Letícia perguntou inocentemente. Fernanda sorriu.


-- Isso não está registrado na biografia dele com certeza...Mas, não deixa de ser uma possibilidade.


-- Mas nem sei se ele foi casado...


                Quando Leticia começava a argumentar Fernanda sorriu mais uma vez balançando a cabeça negativamente.


-- Ah... Você não estava se referindo ao estilista Dior não é?

-- Não, falava do vestido que você usava quando nos conhecemos...

                Letícia sorriu tímida.

-- Aquela mancha saiu? Ou te devo alguns meses de salário por um vestido novo? – Fernanda perguntou.

-- Saiu sim, não precisa se preocupar. E sobre sua impressão de quão improvável seria eu comer um cachorro quente pitoresco da rua, bem, confesso que nunca fui adepta dessa culinária, mas a julgar por esse sabor...

-- Descobriu que perdeu muito tempo da sua vida comendo folha e vento com azeite né?

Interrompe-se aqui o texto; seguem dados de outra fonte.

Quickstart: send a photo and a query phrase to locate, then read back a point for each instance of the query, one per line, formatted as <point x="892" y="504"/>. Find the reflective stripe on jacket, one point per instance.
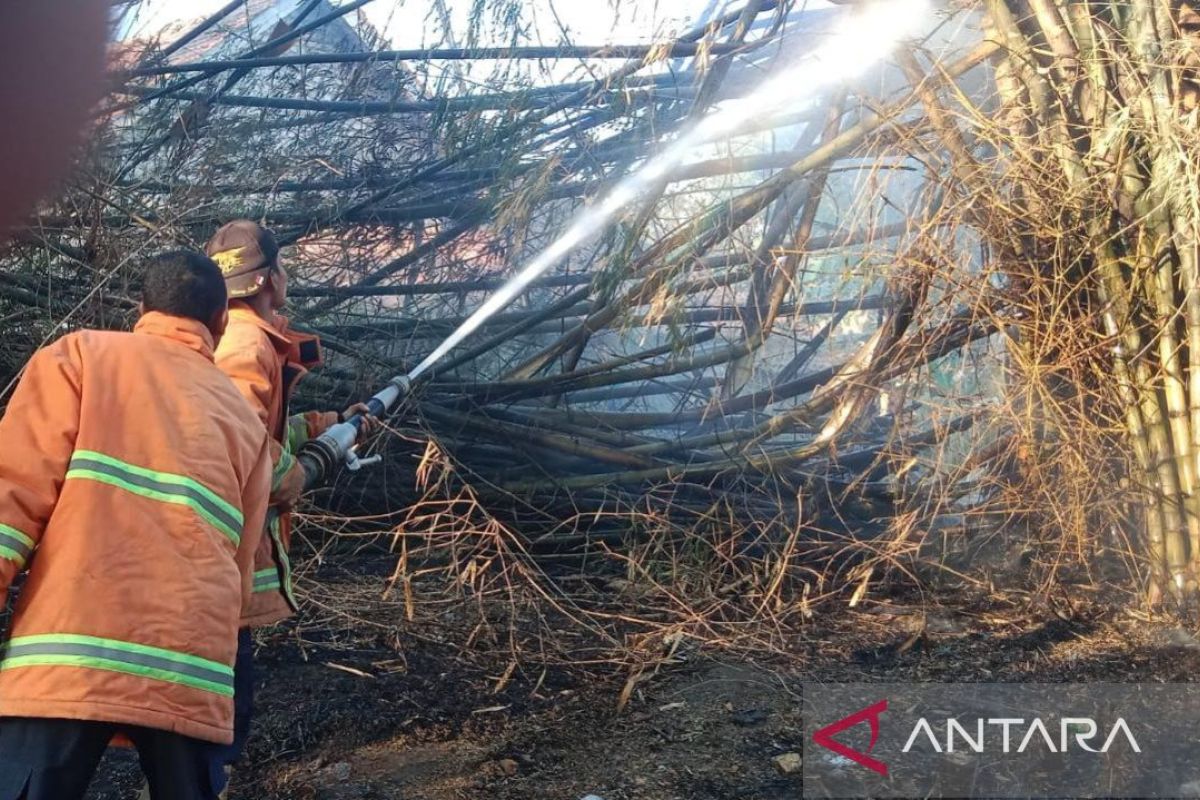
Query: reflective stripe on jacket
<point x="133" y="487"/>
<point x="265" y="362"/>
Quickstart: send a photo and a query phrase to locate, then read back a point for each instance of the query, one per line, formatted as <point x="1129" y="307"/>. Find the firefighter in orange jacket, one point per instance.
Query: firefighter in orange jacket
<point x="265" y="360"/>
<point x="133" y="489"/>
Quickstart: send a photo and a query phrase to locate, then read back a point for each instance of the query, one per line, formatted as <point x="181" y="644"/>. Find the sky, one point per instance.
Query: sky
<point x="407" y="25"/>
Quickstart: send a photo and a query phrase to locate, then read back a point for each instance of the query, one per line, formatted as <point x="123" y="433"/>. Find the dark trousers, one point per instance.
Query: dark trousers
<point x="54" y="759"/>
<point x="221" y="757"/>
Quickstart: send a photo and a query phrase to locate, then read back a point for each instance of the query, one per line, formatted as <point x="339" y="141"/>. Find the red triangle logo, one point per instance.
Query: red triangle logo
<point x="825" y="737"/>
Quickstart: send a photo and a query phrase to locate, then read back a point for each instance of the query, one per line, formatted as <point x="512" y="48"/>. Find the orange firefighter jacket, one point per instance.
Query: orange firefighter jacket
<point x="133" y="488"/>
<point x="265" y="361"/>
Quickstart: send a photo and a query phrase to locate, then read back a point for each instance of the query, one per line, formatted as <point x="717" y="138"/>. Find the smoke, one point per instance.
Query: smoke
<point x="861" y="40"/>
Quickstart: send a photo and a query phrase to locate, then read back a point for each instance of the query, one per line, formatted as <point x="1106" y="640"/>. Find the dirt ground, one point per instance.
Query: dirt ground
<point x="383" y="711"/>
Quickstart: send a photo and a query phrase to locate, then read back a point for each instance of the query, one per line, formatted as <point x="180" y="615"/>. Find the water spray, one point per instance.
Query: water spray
<point x="862" y="38"/>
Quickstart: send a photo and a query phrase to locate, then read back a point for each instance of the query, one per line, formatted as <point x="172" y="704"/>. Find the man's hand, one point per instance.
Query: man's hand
<point x="370" y="423"/>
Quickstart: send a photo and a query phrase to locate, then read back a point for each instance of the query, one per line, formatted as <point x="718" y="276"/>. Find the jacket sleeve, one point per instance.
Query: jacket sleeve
<point x="252" y="378"/>
<point x="39" y="432"/>
<point x="255" y="507"/>
<point x="310" y="425"/>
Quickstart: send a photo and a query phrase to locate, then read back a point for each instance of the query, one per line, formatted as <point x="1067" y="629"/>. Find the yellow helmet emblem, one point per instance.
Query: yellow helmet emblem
<point x="228" y="259"/>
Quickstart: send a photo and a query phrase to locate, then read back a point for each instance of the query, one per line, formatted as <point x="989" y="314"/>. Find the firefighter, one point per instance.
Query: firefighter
<point x="133" y="489"/>
<point x="265" y="359"/>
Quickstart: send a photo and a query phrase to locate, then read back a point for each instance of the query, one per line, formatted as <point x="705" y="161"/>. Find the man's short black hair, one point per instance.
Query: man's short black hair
<point x="184" y="283"/>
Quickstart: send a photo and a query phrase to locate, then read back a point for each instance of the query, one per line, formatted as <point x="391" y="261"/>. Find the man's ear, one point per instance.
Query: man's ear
<point x="219" y="323"/>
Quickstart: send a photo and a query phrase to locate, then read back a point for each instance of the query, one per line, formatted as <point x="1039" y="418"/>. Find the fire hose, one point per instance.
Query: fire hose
<point x="335" y="447"/>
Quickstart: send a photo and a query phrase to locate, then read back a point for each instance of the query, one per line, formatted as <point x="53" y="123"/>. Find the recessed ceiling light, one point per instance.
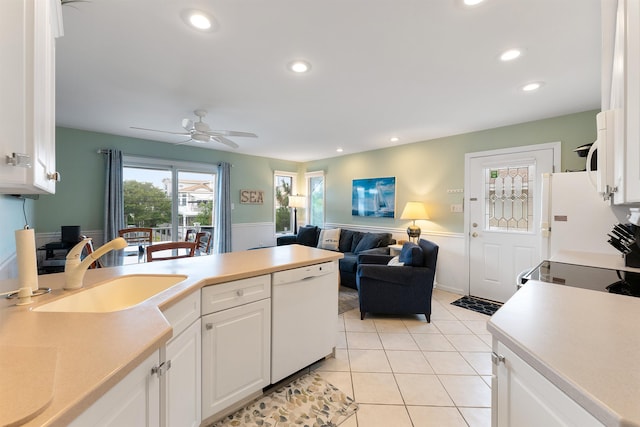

                Leticia acenou em acordo com a boca cheia.

-- Hurrum.
                Fernanda sorriu mais uma vez, mas agora, com encantamento encarando a legista.

********

                Leticia prosseguiu com a necropsia, tendo Fernanda como espectadora. Gravou no seu mp3 o que via, em detalhes: as marcas e hematomas, as escoriações, tudo corroborava para a tese de que se tratava do mesmo assassino.

-- Ela também foi arrastada? – Fernanda quis saber.

-- Sim, mas, por uma distância pequena.

-- Algum palpite sobre arma do crime? – Fernanda perguntou.

-- Isso é curioso. Nesse ponto, o assassino fugiu do padrão do livro.

-- Como assim?

-- No livro o assassino usa um fio de nylon para estrangular a vítima, mas nesse caso, o fio não era desse material. Vê essas marcas aqui? Foram pequenos cortes, encontrei resquícios de uma espécie de pó cortante. Isso é compreensível porque ele não teria forças para estrangulá-la devido a sua lesão.

-- Cerol? O cara usou uma linha com cerol?

-- Cerol?

-- É uma mistura com pó de vidro que os irresponsáveis que usam nas linhas das rabiolas...

-- Rabiolas?

-- Pipas, conhece?

-- Ah!

-- Então, essa mistura corta a linha das outras empinadas...

-- Entendi. Então, o assassino usou cerol na linha que estrangulou a vítima. Certamente usou uma luva resistente para não se cortar.

-- Doutora esse monstro não deixou um vestígio na roupa, no corpo dela? Algo que nos leve a identidade dele?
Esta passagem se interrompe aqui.